Oncologische genetica is een recente wetenschap die nog in haar kinderschoenen staat. Een positieve test wijst niet noodzakelijk op kanker, wel op een erfelijke belasting.

Kankerspecialisten hielden al rekening met de familiale antecedenten van hun patiënten, maar beschikken voortaan over een nauwkeuriger instrument dankzij de oncologische genetica en haar complexe tests.
Geneaologische stamboom
Eerst voeren de artsen een risico-evaluatie uit ten opzichte van het gemiddelde van de bevolking. Ze stellen daarvoor de genealogie van de patiënt op. Hoeveel kankergevallen zijn er tot nog toe geweest in zijn familie? Wat is de verwantschapsgraad tussen de patiënten? Om welk soort kanker gaat het? Op welke leeftijd is de ziekte ontstaan?

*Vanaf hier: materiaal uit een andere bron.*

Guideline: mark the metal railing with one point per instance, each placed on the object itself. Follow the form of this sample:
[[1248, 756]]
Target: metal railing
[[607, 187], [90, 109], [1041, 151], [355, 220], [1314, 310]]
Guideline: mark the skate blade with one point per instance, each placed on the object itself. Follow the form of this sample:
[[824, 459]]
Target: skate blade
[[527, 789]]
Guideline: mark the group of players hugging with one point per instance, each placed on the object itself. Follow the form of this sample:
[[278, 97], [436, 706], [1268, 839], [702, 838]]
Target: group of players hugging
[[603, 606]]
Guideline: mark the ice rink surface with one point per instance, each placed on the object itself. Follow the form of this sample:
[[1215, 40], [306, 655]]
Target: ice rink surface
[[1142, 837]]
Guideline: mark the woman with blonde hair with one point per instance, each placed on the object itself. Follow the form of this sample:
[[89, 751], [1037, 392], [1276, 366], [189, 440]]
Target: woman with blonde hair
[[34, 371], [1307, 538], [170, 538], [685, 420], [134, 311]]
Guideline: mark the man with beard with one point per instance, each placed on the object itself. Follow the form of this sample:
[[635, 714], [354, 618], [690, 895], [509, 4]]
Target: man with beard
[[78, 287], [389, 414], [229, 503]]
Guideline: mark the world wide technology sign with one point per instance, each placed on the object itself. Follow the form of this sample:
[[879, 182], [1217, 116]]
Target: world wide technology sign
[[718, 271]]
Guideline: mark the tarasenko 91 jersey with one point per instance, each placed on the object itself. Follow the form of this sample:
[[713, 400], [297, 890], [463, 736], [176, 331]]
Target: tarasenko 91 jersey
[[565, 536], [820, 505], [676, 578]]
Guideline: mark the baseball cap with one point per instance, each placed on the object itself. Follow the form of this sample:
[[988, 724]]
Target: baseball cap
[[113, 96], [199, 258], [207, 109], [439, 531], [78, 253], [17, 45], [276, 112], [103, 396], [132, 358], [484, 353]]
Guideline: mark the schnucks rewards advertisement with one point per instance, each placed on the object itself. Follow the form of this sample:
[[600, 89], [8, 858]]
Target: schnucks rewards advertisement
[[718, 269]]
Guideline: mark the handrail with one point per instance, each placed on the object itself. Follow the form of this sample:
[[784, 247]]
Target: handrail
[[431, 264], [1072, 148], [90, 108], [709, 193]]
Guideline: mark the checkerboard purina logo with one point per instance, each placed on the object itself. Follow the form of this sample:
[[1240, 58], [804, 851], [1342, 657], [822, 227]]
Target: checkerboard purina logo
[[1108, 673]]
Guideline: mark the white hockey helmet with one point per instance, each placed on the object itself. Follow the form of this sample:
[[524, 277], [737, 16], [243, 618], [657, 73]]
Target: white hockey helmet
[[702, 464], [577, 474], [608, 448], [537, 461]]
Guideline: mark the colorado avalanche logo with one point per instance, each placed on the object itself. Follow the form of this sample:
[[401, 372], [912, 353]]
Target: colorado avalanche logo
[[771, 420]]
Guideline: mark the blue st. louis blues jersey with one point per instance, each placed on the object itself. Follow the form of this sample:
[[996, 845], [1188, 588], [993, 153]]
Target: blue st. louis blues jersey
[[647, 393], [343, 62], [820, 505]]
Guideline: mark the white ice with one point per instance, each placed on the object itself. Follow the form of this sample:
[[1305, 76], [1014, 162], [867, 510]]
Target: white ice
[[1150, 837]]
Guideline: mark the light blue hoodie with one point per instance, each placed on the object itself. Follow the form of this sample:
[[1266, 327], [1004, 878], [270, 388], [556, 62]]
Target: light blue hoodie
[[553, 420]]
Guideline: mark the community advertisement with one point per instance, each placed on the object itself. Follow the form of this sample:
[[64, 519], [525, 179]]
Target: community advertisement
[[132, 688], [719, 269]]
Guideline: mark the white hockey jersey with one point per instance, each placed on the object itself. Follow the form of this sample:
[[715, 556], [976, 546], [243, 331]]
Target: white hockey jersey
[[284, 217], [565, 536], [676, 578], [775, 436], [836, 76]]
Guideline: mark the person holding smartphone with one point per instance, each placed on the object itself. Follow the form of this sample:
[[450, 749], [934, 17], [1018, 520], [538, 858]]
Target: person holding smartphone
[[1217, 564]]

Vervolgens berekenen ze de verhouding tussen het aantal zieken en het aantal personen zonder kanker in de familie. Hoe hoger het resultaat, hoe groter de kans op erfelijke kanker. Een voorbeeld: als twee zussen en hun moeder borstkanker hebben, bedraagt de kans op een genetische mutatie in de familie 27 % als de kankers zijn vastgesteld na 65 jaar, 74 % als de diagnoseleeftijd jonger is dan 55 jaar en 98 % als ze lager is dan 25 jaar. Als de genealogische stamboom voorbestemdheid doet vermoeden, wordt een genetische analyse voorgesteld.
Voorbestemd zijn, is niet hetzelfde als ziek zijn
Bij de categorieën genen die een rol spelen bij kanker, vinden we de tumoronderdrukkende genen (recessieve afwijking: het gen manifesteert zich pas als het tegengestelde gen ontbreekt) en de proto-oncogenen (dominante afwijking: de aanwezigheid van het gen volstaat om het proces in gang te zetten). Een positieve test betekent niet noodzakelijk dat de patiënt kanker zal krijgen, wel dat hij een gen draagt dat voorbestemt voor kanker.